Trump leads GOP tripe talk in their fight against Donnelly for Senate

Let’s be honest – it’s likely the only reason that Joe Donnelly, the Democrat who has been a U.S. senator from Indiana the past six years won that post because his Republican opponent was (in the words of '70's TV ideologue Archie Bunker) a “meathead.”

DONNELLY: Can he win in '18?
I don’t doubt that GOP partisans are resentful of the fact Donnelly beat Richard Mourdock back in 2012 – even though one could say it was their own fault for beating up on the long-time, and legendary, Sen. Richard Lugar in their primary that year.

WHICH IS WHY Donnelly is going to get dumped all over for the next few months, particularly since Republicans decided this week in the Indiana primaries just who would be their nominee would be to challenge Donnelly in the Nov. 6 general elections.

One can say that Republicans didn’t make the mistake of picking the most outspoken ideologue of the three, which means they may have learned from their mistake of ’12 when Mourdock (a former state treasurer) wound up bringing national shame on himself and the political party with his rancid rhetoric about rape and abortion.

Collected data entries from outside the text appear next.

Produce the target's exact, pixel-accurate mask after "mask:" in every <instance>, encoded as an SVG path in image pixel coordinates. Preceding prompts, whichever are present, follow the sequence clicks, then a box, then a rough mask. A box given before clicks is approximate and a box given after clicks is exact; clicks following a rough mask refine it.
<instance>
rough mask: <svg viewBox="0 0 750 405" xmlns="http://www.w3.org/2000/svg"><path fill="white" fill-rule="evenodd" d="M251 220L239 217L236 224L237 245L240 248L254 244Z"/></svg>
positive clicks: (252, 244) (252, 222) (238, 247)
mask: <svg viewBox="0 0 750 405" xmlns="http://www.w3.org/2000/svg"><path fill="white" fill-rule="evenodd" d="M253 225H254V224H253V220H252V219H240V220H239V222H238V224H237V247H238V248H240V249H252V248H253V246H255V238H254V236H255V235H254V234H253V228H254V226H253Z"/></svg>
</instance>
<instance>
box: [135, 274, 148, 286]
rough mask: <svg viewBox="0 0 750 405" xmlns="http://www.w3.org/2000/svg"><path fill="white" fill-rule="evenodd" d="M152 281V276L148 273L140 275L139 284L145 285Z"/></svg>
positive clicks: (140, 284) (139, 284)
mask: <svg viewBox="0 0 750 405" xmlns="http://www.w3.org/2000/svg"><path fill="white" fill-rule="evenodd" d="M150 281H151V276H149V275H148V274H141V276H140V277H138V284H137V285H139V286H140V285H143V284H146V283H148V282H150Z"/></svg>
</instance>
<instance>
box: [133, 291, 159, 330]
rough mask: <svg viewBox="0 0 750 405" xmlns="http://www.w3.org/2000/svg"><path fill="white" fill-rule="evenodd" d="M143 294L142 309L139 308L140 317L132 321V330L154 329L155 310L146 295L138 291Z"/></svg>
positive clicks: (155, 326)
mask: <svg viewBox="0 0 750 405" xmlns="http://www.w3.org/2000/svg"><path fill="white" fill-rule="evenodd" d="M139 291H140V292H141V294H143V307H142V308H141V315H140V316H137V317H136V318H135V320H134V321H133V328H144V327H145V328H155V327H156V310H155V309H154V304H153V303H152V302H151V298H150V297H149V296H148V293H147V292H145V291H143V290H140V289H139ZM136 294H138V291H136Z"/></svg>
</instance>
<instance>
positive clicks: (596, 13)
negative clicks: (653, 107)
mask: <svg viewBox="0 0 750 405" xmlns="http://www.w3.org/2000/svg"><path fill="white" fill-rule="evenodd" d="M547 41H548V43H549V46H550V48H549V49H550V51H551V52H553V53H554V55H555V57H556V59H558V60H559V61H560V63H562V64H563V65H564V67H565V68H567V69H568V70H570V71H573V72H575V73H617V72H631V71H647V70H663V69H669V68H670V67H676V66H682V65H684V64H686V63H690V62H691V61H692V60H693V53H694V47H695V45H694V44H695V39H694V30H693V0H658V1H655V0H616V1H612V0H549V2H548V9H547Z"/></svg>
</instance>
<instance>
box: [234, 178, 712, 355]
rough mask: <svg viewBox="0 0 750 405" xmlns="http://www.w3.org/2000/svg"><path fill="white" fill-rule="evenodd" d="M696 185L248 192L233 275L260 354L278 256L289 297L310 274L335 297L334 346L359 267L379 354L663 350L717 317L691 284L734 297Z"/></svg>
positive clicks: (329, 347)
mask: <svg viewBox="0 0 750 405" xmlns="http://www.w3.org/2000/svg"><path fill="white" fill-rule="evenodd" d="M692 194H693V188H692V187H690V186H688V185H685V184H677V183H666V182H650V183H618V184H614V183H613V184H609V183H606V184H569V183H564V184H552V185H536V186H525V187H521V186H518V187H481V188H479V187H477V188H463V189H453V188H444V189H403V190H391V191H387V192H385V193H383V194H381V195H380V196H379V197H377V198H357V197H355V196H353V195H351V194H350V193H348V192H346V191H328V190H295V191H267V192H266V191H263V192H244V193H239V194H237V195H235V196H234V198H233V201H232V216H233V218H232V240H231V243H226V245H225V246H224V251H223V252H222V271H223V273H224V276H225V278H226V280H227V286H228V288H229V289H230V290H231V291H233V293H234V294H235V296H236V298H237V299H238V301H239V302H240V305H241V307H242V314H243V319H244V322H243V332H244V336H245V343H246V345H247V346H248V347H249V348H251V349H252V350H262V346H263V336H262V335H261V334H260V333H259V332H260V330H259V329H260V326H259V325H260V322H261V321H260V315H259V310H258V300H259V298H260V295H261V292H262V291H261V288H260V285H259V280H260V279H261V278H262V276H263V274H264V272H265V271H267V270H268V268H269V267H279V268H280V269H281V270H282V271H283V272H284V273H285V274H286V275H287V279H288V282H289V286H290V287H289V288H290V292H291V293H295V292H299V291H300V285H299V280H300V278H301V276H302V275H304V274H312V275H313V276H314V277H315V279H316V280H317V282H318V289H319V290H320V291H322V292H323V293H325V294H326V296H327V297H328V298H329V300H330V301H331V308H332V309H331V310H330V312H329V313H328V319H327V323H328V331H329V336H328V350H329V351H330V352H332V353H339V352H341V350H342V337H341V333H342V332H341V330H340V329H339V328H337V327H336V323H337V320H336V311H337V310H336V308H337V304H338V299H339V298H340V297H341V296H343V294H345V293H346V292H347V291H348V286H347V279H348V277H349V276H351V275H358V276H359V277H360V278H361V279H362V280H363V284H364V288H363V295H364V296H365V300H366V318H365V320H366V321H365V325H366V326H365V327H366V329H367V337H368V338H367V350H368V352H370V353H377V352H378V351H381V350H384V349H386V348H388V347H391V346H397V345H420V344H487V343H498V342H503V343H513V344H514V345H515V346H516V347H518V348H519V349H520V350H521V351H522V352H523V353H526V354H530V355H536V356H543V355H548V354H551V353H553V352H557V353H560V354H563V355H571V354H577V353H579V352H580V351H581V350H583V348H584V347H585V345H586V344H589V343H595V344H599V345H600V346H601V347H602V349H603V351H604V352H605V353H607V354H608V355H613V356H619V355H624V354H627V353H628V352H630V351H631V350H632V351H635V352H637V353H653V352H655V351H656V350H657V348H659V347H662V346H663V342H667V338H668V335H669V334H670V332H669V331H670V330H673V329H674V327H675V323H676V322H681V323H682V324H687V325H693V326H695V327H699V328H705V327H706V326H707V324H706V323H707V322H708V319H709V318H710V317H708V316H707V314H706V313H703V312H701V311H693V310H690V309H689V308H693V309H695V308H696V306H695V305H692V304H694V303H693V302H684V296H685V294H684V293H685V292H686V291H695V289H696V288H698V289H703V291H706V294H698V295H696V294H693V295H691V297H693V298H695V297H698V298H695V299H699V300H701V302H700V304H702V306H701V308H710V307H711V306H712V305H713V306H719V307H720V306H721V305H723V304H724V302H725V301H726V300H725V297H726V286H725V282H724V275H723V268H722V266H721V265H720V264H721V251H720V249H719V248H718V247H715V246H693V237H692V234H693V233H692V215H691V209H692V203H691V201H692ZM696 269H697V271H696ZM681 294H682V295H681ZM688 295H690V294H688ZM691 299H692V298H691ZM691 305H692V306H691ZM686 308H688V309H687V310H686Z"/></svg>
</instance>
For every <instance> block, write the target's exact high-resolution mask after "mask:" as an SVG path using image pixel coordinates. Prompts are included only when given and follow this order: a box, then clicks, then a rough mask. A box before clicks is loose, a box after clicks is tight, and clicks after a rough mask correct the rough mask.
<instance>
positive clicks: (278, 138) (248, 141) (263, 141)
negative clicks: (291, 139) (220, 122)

Remember he was that guy who said women who became pregnant as a result of rape should just accept that it was God’s will, of a sort, that they have the baby?

But it’s not like nominee Mike Braun needs to say crazy and inane things for this campaign cycle to get stupid. If anything, Braun has the head GOP nincompoop in his corner to spout out nonsense-talk.

BRAUN: Can he take back Lugar's seat?
I’M TALKING ABOUT President Donald J. Trump, who Thursday night ventured to Elkhart, Ind., for a campaign rally meant to appeal to the kind of people who will forevermore think The Donald is their kind of guy – no matter what he says or does.

Which meant Donnelly was his target of choice – even though I know of many Democrats who are distrustful of the senator from South Bend, Ind., because they think he’s handling his voting record on issues to avoid taking opposition to Trump.

Donnelly doesn’t want to give Trump types political ammunition in the form of votes against the ideas they hold most dearly.

TRUMP: Getting involved in Hoosier politics
Not that it matter much what Donnelly has actually done. For Trump (and GOP partisans) are determined to demonize him no matter what is really said or done.

FOR TRUMP ON Thursday pointed out that Donnelly didn’t support all of the president’s trash talk of the Affordable Care Act and opposed that measure of last year that Trump bills as significant tax cuts for the American people.

Even though Donnelly isn’t a reliable vote for Democratic partisan issues and proposals, Trump says that the first-term senator “will do whatever Chuck Schumer and Nancy Pelosi tell him to do.

Trump claims Donnelly supports, “the radical, liberal agenda. It never, ever fails.”

Which is political trash talk of the most absurd. Donnelly’s voting record has been so unpredictable from the so-called progressive stance. The true hard-core liberals view someone like Donnelly as unreliable.

A QUICK REVIEW of his record includes only 60 percent support for the Planned Parenthood Action Fund, 58 percent support for the League of Conservation Voters, 35 percent backing for the American Civil Liberties Union, a grade of “D” for the National Organization for the Reform of Marijuana Laws and an “F” for the NIAC that lobbies on behalf of Iranian-Americans.

EMANUEL: Will he help prop up Donnelly again?
If anything, it might be said that Donnelly is a person who tries thinking for himself – rather than following a knee-jerk party line of any type. But that’s exactly what the Hoosier GOP wants for themselves and for all of us – thinking they can bad-mouth Illinois because we’re the exact opposite of their partisan leanings (and possible to reinforce that following our own election for governor).

It may be that Indiana winds up balancing out Illinois on the national scene, although my own thoughts about the Hoosier senator is that I still remember the first time I ever met him – at a fundraiser put together for him by Mayor Rahm Emanuel in Chicago.

It was Chicago campaign cash that helped him run for office in 2012. It may well be people determined to undermine Chicago’s political influence (and suck up to Trump) who will be the most outspoken critics of Donnelly come November.